We always have music playing in the cath lab, but I'm not a huge music person myself. I lean more towards podcasts and lectures these days. Anyone who trained at Ford knows my one rule, though: no country music allowed in the cath lab!
How about movies? Are there a couple that are at the top of your list?
When I was younger, I loved Independence Day. I saw it in theaters on its release day, July 3rd, and thought it was fantastic. Then, in high school and college, I watched Training Day probably like 100 times, and I still love that movie. Most recently, Top Gun: Maverick is a movie I've already seen maybe five times. It's on the Delta playlist, so I watch it all the time when I'm traveling.
If you could go back to your mid- to late-20s, when you’re fresh out of medical school, is there anything you'd whisper in young Dr. Basir's ear?
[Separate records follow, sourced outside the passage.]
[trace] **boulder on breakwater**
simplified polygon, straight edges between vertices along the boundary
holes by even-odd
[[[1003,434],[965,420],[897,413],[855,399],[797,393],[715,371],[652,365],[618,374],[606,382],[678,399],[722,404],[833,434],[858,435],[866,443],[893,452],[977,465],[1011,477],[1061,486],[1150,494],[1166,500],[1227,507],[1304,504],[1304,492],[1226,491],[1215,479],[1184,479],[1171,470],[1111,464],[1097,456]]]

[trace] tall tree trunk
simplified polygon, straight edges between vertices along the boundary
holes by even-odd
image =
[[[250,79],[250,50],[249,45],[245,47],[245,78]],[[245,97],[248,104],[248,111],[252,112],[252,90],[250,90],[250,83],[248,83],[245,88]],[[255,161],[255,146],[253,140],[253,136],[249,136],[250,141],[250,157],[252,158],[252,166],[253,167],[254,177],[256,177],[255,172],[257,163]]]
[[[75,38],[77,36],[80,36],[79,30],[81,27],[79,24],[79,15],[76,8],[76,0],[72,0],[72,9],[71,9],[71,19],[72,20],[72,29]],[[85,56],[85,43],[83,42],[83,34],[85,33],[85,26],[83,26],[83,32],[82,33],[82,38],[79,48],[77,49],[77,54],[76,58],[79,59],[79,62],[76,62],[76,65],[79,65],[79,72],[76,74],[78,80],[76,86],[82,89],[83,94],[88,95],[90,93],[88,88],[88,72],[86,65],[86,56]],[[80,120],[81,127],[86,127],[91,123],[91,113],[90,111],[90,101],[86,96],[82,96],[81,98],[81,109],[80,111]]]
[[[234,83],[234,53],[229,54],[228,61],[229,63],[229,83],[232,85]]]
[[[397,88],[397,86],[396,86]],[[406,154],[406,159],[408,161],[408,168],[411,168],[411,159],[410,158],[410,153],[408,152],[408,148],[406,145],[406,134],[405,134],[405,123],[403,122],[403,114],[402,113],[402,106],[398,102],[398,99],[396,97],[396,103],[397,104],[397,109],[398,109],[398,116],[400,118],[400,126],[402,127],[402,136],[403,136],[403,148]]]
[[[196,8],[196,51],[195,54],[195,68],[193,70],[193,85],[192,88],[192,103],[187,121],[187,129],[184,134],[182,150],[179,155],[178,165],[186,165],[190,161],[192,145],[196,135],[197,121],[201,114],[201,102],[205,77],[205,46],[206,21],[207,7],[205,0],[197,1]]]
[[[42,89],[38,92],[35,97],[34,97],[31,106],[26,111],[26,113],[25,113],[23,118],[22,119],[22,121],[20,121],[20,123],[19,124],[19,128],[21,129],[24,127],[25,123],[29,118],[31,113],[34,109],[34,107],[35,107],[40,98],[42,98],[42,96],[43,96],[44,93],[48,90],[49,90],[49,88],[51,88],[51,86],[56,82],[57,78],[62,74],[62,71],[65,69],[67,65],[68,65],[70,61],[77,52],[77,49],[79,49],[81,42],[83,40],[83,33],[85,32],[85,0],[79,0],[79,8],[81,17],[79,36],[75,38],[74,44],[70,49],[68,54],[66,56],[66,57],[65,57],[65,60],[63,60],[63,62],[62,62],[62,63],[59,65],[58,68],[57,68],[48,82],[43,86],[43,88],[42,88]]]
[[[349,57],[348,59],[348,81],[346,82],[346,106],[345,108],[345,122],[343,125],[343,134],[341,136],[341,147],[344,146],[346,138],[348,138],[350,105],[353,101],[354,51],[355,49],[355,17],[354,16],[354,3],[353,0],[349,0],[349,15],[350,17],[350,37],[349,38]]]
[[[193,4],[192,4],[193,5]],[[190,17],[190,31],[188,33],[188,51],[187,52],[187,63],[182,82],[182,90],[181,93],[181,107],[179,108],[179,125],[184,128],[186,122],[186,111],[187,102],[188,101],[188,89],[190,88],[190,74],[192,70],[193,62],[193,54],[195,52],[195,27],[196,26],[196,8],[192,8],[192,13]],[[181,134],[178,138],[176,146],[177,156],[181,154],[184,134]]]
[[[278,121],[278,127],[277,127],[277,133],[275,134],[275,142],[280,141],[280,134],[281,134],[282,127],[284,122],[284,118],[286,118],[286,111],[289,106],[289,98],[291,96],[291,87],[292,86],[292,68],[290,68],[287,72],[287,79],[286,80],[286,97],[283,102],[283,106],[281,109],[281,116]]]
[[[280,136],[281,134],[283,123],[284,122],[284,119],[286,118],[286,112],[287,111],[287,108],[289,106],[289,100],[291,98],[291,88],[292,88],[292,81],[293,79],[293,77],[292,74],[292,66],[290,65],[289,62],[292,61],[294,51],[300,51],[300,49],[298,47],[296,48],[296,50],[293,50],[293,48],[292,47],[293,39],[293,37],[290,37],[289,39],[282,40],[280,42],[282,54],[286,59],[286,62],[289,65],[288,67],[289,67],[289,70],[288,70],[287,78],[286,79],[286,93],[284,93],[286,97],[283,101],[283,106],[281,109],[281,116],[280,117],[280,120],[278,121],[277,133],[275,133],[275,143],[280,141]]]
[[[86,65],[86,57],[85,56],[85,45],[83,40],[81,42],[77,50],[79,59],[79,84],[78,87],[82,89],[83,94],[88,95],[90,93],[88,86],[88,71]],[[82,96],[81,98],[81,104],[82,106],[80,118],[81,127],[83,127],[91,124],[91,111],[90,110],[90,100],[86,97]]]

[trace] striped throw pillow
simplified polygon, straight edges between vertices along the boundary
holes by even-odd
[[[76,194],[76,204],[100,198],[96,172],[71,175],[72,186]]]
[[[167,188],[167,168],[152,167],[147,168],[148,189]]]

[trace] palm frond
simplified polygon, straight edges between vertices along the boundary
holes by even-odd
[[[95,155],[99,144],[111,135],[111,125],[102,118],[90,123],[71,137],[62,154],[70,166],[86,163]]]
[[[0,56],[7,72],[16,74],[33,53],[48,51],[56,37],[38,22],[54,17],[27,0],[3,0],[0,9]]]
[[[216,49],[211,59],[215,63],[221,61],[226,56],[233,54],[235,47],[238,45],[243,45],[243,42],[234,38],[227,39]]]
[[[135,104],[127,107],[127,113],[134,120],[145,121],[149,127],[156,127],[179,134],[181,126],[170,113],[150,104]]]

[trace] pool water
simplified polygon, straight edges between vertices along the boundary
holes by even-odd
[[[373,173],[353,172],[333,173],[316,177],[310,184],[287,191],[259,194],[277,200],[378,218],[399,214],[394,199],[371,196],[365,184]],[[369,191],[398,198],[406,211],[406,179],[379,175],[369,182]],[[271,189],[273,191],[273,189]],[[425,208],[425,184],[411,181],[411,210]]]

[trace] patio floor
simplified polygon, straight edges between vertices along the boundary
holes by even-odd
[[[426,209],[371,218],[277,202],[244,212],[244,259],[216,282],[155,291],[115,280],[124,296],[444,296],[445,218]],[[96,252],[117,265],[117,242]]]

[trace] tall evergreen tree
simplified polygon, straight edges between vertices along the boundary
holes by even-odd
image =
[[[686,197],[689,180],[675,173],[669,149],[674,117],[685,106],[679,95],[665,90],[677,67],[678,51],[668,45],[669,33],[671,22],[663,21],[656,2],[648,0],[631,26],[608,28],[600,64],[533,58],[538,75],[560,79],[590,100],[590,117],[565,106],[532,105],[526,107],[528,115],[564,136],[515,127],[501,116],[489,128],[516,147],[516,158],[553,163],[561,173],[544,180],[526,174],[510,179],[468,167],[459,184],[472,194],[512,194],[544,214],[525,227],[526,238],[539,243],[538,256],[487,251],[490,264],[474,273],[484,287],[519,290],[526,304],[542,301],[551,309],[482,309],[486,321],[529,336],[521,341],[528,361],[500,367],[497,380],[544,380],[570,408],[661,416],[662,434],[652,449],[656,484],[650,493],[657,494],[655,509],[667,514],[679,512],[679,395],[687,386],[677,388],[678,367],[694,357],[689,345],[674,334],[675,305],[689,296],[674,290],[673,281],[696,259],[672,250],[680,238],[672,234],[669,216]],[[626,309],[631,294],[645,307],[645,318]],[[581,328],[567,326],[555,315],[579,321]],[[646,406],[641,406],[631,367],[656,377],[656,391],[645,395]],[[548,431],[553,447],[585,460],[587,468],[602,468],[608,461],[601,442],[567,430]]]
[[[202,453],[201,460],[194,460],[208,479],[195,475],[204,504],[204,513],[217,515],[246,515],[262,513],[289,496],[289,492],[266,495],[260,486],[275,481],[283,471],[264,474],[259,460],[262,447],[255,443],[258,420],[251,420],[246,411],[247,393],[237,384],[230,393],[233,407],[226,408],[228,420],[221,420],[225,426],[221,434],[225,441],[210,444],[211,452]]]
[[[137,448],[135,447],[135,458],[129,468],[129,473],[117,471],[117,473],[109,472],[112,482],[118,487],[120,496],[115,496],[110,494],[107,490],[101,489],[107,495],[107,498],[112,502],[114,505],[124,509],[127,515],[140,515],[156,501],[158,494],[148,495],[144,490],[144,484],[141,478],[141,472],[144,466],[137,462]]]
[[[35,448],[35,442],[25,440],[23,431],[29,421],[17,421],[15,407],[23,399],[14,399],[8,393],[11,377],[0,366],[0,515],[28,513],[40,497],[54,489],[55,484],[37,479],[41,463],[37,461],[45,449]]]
I would just say, “Don't worry about the future so much. Enjoy your time; enjoy the moment.” I was always worried about the next step. Now that I'm established in my career, I look back and think, “I wish I had spent a summer abroad in Europe, Africa, or somewhere else. I wish I had more fun experiences along with the hard work.”
Are there any upcoming events, congresses, or clinical research talks that you'd like to raise awareness for?
Well, I would be remiss if I didn't mention that we're doing SCAI Shock in October. It's going to be in DC this year. It's my favorite conference—two and a half days dedicated to cardiogenic shock. We bring cardiogenic shock teams from all across the country to share our experiences and learn from each other. So, for me, that's the event I'm most looking forward to this year.